I know where my current knowledge and abilities are and will take on cases that I can help the client. I won’t turn away a client because the dog cannot be fixed but because I know of some trainers that have more skill in that area. I know when a behavior is out of my realm of work and will refer owners to another trusted trainer. Why? Because I am not here to take the business or make the money and then say “actually the dog can’t be fixed, because I don’t know how not because the dog is genuinely unfix-able.” That is what these trainers are saying, and instead of referring to another trainer, like they should, they let the owners continue suffer with their dog’s behavior.

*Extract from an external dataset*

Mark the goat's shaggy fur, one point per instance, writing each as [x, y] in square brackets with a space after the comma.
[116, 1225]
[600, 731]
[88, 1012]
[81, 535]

Now, I am not saying that with training these dogs can magically become the perfect dog that loves everyone and every other dog. Giving owners proper expectations of their dog’s behavior and management is half the battle the other half being fixing the issue as best possible. What I am saying, is that if you are an owner that has been told your dog will always be like this, please continue to reach out to other trainers. If you need help on where to start or who to contact, contact myself. If its something I can help with I will, if not I will steer you toward some ethical and honest trainers.
To current and future clients: I will do everything in my training knowledge and power to help you, even if that means referring you to another more qualified trainer before we even start training. I want you and your dog to find the best possible match even if that is not me. Please don’t ever give up on your dog. Keep searching for the right trainer, for new methods, for new knowledge.